More Cross-domain Fun
Throughout this example, we focused on a single direction to assess privileges (from AD2.LOCAL
to AD.LOCAL
), but remember that we are dealing with a two-way trust. What if an object from AD.LOCAL
can compromise WORKSTATION.AD2.LOCAL
? This would yield a path starting from AD.LOCAL
to compromise an object of AD2.LOCAL
, and then use those privileges to become a domain administrator of AD.LOCAL
.
We can query all objects from AD.LOCAL
that have direct privileges on WORKSTATION.AD2.LOCAL
like so:
MATCH (n {domainsid: '$DOMAIN_SID1'})-->(m {name: 'WORKSTATION.AD2.LOCAL'})
RETURN n.name;
Make sure to query for only one hop, since this avoids the case where objects with indirect privileges are shown.
n.name |
---|
“TAMERA_ARNOLD@AD.LOCAL” |
There we have it, TAMERA_ARNOLD@AD.LOCAL
has a path to DOMAIN ADMINS@AD.LOCAL
by compromising WORKSTATION.AD2.LOCAL
. This can be seen in the graph, simply by setting TAMERA_ARNOLD@AD.LOCAL
as the starting node, and DOMAIN ADMINS@AD.LOCAL
as the ending one:
TAMERA_ARNOLD@AD.LOCAL
has GenericWrite
over the computer object, and therefore can compromise it through resource-based constrained delegation.
Reporting
Now that we have some findings, we must properly document them to ensure a successful remediation. This step is as critical as the assessment activity itself; what is the point of observing issues if we do not report them adequately?
Despite needing to understand the inner workings of how an Active Directory is configured to be able to tell if some object ownerships are abusive or not, for instance the IAM service account owning objects, it is more than adequate to document your theories, or at least observations so that administrators can confirm if they are intended or not.
In this scenario, I would document the following:
- All paths leading to domain compromise from objects that should not have any privileges.
- Suspicious ownerships, even if they do not currently lead to further escalations, e.g.
BOBFROMACCOUNTING@AD.LOCAL
,TEST@AD2.LOCAL
andSYSADMIN01@AD.LOCAL
. - A CSV file containing all ownerships, unless the file would end up being ridiculously large.
We can easily generate this by slightly altering our first ownership query to include the object SID:
MATCH (n)-[:Owns]->(m)
RETURN n.name AS Owner, n.objectid AS `Owner SID`, m.name AS `Owned Object`, m.objectid AS `Owned Object SID`
Then, we can use the procedure apoc.export.csv.query
to directly export the output in a CSV file, which will be located under /var/lib/neo4j/import/
on Ubuntu:
WITH "MATCH (n)-[:Owns]->(m) RETURN n.name AS Owner, n.objectid AS `Owner SID`, m.name AS `Owned Object`, m.objectid AS `Owned Object SID`" AS query
CALL apoc.export.csv.query(query, "ownerships.csv", {})
YIELD file, source, format, nodes, relationships, properties, time, rows, batchSize, batches, done, data
RETURN file, source, format, nodes, relationships, properties, time, rows, batchSize, batches, done, data;
Note that the procedure is not installed by default.
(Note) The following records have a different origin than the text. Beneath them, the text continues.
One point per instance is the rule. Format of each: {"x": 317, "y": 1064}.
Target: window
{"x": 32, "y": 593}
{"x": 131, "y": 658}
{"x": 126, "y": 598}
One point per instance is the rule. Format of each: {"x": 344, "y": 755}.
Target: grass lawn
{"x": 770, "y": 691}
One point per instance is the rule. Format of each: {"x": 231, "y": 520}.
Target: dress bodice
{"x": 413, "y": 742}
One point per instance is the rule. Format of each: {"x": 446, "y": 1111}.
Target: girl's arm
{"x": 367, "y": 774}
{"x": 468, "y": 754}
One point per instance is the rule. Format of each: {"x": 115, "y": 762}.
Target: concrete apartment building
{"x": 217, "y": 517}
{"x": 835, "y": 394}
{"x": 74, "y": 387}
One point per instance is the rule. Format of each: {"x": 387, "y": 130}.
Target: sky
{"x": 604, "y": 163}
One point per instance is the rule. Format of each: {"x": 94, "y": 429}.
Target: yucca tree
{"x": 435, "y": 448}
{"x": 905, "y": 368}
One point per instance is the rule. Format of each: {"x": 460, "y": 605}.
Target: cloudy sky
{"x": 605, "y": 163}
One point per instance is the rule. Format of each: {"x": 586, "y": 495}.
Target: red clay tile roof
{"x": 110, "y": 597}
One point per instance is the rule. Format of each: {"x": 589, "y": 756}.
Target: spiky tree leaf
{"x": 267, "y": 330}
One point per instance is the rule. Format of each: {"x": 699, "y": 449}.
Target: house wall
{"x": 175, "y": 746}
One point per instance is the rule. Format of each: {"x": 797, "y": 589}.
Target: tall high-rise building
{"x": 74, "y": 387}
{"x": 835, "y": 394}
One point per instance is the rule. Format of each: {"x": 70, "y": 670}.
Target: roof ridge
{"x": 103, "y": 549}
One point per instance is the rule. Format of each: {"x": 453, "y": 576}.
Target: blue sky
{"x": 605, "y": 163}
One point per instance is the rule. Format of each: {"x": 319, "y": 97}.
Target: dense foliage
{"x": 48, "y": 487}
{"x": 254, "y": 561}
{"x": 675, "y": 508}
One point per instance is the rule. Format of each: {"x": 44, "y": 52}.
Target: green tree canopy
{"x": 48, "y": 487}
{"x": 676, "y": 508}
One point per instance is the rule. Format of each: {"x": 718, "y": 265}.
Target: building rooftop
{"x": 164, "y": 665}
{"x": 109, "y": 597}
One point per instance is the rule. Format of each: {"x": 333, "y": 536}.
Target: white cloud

Refer to this article for installation.
You may also write a query to avoid exporting objects owned by highly privileged principals such as Domain Admins
, unless they are located in a different domain. This would greatly reduce the potential noise in the export.
Conclusion
In this post, we experimented with a methodology to investigate object ownerships across domains. By harvesting the power of custom Cypher queries, the data set is manipulated to scope on specific issues, then reused to extract information to help the remediation.
I hope this will convince you that using Cypher during a BloodHound assessment is mandatory, and will inspire you to develop a technique to investigate more scenarios.